The Nazis began conquering the USSR and their eradication of the Jewish communities in 1941, going on for two years. When the Soviets liberated the area, and mainly after the war, Stalin implemented a policy prohibiting any mention of Jewish suffering during the war. To Stalin, it was millions of Soviet citizens who were killed in the great patriotic war, and the Holocaust could not be noted as a tragedy unique to the Jewish people. Natan Sharansky, currently chairperson of the Babyn Yar Holocaust Memorial Center, describes the Jewish Holocaust of Eastern Europe a double crime: the crime of Jewish destruction executed by the German Nazis and the crime of silencing and erasing the memory, committed by the USSR under Stalin.

Thus, for decades, the stories of the Eastern European Jews were not published as they were held deep in the archives of the communist states. It is just in the past three decades, as the USSR was dissolved and independent states were established in Eastern Europe, that unearthing of such events began.

In 1961, Poet Yevgeny Yevtushenko wrote that there is no monument and memorial at Babyn Yar. And indeed, there was no worthy monument there until this year. Many attempts to establish a significant museum to tell the story of the Jews of Kiev, Ukraine and Eastern Europe failed throughout the years, time and time again, until now. The Holocaust Memorial Center, whose establishment has been accelerated in the recent year, thanks to support from Ukraine President Volodymyr Zelensky, is now becoming a reality in Babyn Yar. The compound consists of a line of monuments, including a symbolic synagogue, and anyone walking the grounds hears the prayers and the names of the many victims. In addition, an academic council was opened, archives in Eastern Europe were opened up to Center historians and new studies are being conducted. The Center also conducts educational programs about the massacre, both in and outside of Ukraine.

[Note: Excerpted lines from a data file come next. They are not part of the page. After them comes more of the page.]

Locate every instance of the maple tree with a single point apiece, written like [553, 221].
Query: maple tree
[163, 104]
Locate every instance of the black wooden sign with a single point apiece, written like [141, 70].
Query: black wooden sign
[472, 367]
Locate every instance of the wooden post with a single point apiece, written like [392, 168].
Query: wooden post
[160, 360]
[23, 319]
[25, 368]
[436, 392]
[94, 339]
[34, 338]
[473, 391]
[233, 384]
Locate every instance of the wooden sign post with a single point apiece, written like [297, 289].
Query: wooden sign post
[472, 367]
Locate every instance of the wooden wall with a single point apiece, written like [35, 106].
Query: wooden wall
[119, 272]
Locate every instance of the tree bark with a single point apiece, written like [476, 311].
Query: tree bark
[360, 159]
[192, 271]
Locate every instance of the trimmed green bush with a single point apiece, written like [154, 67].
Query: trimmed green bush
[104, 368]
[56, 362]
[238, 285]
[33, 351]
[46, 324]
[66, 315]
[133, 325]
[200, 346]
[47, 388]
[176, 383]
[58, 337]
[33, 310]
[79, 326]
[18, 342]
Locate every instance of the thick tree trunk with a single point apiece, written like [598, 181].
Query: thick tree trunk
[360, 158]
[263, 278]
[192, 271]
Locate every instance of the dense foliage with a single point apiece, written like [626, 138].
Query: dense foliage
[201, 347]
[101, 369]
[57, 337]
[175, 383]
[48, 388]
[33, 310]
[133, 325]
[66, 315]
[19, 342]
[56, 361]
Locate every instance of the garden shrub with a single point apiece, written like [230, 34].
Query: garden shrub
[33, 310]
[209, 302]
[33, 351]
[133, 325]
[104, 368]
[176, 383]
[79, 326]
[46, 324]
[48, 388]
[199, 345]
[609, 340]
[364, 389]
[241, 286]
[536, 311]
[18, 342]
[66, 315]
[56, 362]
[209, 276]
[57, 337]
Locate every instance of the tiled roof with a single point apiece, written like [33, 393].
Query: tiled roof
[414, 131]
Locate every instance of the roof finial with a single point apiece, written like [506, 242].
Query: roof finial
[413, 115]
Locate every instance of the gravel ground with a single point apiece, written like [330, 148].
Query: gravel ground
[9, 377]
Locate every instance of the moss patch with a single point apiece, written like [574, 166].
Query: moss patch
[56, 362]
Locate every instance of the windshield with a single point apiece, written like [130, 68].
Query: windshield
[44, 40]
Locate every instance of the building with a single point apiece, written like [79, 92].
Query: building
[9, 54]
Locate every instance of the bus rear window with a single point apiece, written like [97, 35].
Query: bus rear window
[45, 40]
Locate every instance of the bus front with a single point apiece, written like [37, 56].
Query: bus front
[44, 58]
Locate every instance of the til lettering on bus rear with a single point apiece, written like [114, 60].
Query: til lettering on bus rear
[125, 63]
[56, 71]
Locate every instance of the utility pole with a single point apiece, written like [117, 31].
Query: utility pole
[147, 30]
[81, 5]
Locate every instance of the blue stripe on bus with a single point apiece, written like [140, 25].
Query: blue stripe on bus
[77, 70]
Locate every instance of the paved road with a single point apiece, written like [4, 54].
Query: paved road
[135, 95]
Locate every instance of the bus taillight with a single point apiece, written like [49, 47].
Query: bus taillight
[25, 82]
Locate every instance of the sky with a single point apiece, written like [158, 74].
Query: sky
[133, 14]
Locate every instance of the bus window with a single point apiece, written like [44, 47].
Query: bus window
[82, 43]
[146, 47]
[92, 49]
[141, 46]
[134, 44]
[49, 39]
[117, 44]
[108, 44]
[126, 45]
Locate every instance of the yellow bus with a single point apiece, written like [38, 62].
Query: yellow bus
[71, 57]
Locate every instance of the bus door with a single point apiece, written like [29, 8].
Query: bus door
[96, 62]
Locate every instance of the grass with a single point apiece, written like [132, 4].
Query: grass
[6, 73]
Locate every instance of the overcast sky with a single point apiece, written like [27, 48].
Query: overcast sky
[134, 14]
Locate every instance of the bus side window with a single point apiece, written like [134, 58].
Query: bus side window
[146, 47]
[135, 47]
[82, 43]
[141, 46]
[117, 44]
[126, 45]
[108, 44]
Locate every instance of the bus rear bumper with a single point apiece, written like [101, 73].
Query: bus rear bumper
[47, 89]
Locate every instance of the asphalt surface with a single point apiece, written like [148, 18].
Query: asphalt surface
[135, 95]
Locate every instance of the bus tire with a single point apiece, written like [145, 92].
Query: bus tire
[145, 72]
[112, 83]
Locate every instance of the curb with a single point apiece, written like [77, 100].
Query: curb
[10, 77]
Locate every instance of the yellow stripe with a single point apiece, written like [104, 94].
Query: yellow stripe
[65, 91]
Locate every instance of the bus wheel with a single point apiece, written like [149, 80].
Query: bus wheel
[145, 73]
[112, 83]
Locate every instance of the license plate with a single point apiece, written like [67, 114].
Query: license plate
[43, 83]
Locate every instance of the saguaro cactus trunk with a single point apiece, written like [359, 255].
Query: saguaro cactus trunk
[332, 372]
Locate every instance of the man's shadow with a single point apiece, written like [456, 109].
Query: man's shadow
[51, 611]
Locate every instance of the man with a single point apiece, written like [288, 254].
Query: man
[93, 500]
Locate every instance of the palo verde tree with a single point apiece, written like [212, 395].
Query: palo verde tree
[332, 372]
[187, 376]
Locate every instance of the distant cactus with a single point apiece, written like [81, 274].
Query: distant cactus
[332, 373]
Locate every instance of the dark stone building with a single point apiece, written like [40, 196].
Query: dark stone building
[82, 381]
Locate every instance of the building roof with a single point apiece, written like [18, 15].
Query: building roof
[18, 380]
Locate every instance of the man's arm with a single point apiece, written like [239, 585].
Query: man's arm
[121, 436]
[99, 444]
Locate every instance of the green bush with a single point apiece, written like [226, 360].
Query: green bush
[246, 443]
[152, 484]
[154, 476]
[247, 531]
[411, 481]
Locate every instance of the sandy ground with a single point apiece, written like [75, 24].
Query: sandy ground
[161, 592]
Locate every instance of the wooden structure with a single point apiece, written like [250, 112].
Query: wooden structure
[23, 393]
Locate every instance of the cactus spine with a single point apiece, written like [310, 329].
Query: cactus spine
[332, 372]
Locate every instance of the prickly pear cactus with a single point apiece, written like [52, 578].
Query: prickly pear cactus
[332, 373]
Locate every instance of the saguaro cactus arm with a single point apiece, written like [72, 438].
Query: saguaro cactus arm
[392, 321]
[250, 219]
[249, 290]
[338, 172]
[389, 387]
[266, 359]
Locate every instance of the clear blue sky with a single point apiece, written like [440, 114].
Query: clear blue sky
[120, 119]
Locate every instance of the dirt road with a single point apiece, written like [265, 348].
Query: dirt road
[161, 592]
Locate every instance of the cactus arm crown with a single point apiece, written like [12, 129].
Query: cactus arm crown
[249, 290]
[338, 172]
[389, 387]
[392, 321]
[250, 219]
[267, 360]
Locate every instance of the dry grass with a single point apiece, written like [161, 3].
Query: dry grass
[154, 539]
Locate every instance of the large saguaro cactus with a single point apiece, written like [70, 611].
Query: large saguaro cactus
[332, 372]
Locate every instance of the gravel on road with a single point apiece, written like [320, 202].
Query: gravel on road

An official memorial service will take place at the site next week in the presence of Ukrainian President Volodymyr Zelensky, Israel President Isaac Herzog and German President Walter Steinmeier. Now, we can finally say that, 80 years after the Babyn Yar Massacre, there is a monument and memorial.

The author is a member of management of the International March of the Living and a senior advisor to the Babyn Yar Holocaust Memorial Center and to the Combat Antisemitism Movement.